Tiré du comics du même nom qui en est déjà a son 50ème numéro au pays de l’oncle Sam, Ultimate propose au joueur d’incarner le jeune Peter Parker, un adolescent aux étranges pouvoirs, capable de grimper sur les murs et de survoler la ville de New-York en quelques jets de toile. Dans un univers au cell-shading absolument parfait et très respectueux des comics originels, vous accomplirez des missions aussi rafraîchissantes que le sauvetage d’otages ou la libération d’un civil emprisonné dans son propre véhicule, accidenté. Passer à tabac les ennemis les plus communs sera aussi un de vos objectifs principaux. Néanmoins de féroces et charismatiques boss seront de la partie. Le philosophe Rhino, l’imbécile Shocker, la pulpeuse Silver Sable ou encore l’infatigable Electro… Pléthore d’ennemi viendront vous barrer la route et seule une bonne utilisation du gameplay vous permettra de leur faire mordre la poussière.

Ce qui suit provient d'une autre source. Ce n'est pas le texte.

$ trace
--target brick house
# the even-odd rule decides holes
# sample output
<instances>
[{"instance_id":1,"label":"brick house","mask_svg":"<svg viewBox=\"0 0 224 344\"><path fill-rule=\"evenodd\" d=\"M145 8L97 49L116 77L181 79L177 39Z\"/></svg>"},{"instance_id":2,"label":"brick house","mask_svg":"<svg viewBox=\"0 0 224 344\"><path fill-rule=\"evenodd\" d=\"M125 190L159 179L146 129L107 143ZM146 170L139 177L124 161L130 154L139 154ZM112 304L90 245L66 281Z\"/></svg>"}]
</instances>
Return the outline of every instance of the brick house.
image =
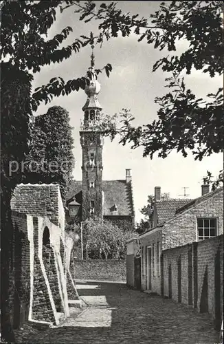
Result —
<instances>
[{"instance_id":1,"label":"brick house","mask_svg":"<svg viewBox=\"0 0 224 344\"><path fill-rule=\"evenodd\" d=\"M27 321L59 323L76 299L69 272L65 212L58 184L23 184L11 201L10 313L14 328Z\"/></svg>"},{"instance_id":2,"label":"brick house","mask_svg":"<svg viewBox=\"0 0 224 344\"><path fill-rule=\"evenodd\" d=\"M161 294L161 252L193 241L214 237L223 233L223 188L208 192L202 186L202 196L193 200L159 201L155 188L155 226L139 237L142 289Z\"/></svg>"}]
</instances>

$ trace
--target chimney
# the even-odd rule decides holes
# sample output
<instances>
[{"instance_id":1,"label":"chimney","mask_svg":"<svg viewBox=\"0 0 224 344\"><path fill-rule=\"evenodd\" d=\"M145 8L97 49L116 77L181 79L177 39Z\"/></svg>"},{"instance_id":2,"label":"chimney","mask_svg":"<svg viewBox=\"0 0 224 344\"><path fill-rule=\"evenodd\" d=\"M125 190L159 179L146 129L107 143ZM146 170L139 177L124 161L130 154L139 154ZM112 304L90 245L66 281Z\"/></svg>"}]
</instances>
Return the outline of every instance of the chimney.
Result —
<instances>
[{"instance_id":1,"label":"chimney","mask_svg":"<svg viewBox=\"0 0 224 344\"><path fill-rule=\"evenodd\" d=\"M203 196L210 192L209 184L206 183L206 178L203 178L204 184L201 185L201 195Z\"/></svg>"},{"instance_id":2,"label":"chimney","mask_svg":"<svg viewBox=\"0 0 224 344\"><path fill-rule=\"evenodd\" d=\"M126 169L126 182L128 183L131 180L131 169Z\"/></svg>"},{"instance_id":3,"label":"chimney","mask_svg":"<svg viewBox=\"0 0 224 344\"><path fill-rule=\"evenodd\" d=\"M160 201L161 197L161 187L155 186L155 200Z\"/></svg>"}]
</instances>

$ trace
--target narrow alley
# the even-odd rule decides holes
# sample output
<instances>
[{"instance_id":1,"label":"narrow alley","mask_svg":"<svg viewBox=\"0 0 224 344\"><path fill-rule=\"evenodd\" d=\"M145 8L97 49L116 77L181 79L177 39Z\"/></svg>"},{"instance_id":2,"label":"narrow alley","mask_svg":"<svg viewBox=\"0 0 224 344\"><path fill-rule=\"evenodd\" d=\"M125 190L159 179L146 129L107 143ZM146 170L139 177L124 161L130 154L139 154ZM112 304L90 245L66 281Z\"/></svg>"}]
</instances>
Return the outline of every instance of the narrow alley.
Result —
<instances>
[{"instance_id":1,"label":"narrow alley","mask_svg":"<svg viewBox=\"0 0 224 344\"><path fill-rule=\"evenodd\" d=\"M207 314L124 283L77 285L85 305L59 326L41 331L38 343L214 344L219 332Z\"/></svg>"}]
</instances>

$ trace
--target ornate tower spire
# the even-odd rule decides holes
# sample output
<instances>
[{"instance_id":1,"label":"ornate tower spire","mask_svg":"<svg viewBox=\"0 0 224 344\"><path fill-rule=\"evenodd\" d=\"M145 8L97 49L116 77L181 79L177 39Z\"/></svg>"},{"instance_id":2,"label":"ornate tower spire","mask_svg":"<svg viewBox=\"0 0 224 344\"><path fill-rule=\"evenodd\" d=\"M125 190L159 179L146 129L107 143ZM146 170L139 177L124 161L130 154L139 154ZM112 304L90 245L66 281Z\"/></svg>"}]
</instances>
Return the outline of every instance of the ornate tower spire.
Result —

Un gameplay d’ailleurs assez banal puisque sans aucune nouveauté. Vous tisserez votre toile de la plus nette des façons et parviendrez sans mal à vous frayer un chemin dans les niveaux extérieurs. Un modèle de simplicité et d’efficacité qui, il faut le souligner, n’est gâché par aucun bug ou quelconque problème de prise en main. Seul l’accroche facile aux parois pourrait vous ralentir dans certains conduits trop étroits, mais rien de bien grave. Déception toutefois avec Venom, le second personnage jouable. Sa force hors du commun, son comportement plus que féroce et l’atrocité de ses actes donneront au joueur de quoi décompresser après le stress infernal des sauvetages. Certaines phases verront d’ailleurs se succéder les deux héros du jeu, le joueur prenant le contrôle de l’un ou de l’autre suivant la trame du niveau. La rencontre est a chaque fois explosive est très bien mise en scène. Mais le gameplay pêche par un manque d’originalité. On nous donne que trop rarement l’occasion de tout détruire sur notre passage et d’ingérer l’individu de notre choix pour faire grimper notre niveau de vie tant les niveaux semblent trop axés sur l’action rapide et une course contre la montre destinée à ne pas perdre une barre de vie en constante diminution. Il est aussi possible de diriger la tentacule de Venom via l’écran tactile. Une option amusante mais laborieuse pour ceux qui auraient la flemme de sortir le styler de sa tanière. Heureusement, ce n’est qu’une option qui peut tout aussi bien être utilisé avec le bouton d’attaque.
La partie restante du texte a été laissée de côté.